小さな工務店の差別化は社長の志
この日は、対馬で工務店営業力強化の
研修を終えて懇親会の席でした。
実は、人口3万人のこの島に
本土から強大なライバル会社が
進出してきています。
小さな会社は生き残りのため、
ライバル会社と差別化しなければなりません。
私の前に座った工務店の社長が
「先生ちょっと聴いてもらっていいですか」
と話を始めました。
オレは親父の後を継いで
大工になった。けどさ、親父はすぐに亡くなって、
なーんにもわからんまま
この会社をまかされた。そんな信用もないオレに、
ある会社は、お金を払う前に
資材を提供してくれた。

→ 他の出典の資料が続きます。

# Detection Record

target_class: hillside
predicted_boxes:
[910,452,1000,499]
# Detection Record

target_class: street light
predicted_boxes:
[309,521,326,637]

ある大工は、オレに惜しみなく
技術を教えてくれた。
いろんな人に支えられて、
今があると思っている。本当に感謝している。
オレは、自分のかかわった家は、
自分の家だと思って仕事をしている。家づくりにかかわった人は
家族だと思っている。一生に一度の買い物に、
オレを選んでくれた。与えられた責任は大きい。
大切な機会だ。お客さんから頂いた予算で
何ができるのか脳みそを
フル回転させて考える。これがオレたちの成長につながる。
お客さんから学ぶことが多い。
「あんたのとこは働きやすいよ」
と職人が集まってくれる。こんな嬉しいことはない。
この仲間がいなければ家は造れない。みんなが良くなる。
仕事も仲間みんなでシェアをする。いま、自然といいお客さまが
声を掛けてくれている。これが自然の流れだとオレは思う。
オレはずっと対馬で生きていく。
大切な仲間と一緒に。お客さまからのありがとうの
数がオレたちの退職金だ。いっぱいたまっているよ(笑)
なるほど。と頷きながら、
私は社長の話をずっと
聞いていました。
私がこの島へ研修にきているのも
差別化対策を指導するためです。
私は差別化は、物でもなく、
価格でもなく、人だと考えています。
懇親会で聞いた
社長の仲間を大切にする思い、
家を造る姿勢や熱意、誇りが
大きな差別化になると確信しました。
それをどうやって伝えていくのか!
きっかけづくりが
私の役割だと感じた時間でした。
国境の島、対馬が誇れるもの。
それは、島の人の絆と誇りです。
私は彼らと出会えたことに喜びを感じました。
そして私の使命感に火がつきました!!
小さな工務店の差別化は社長の志です。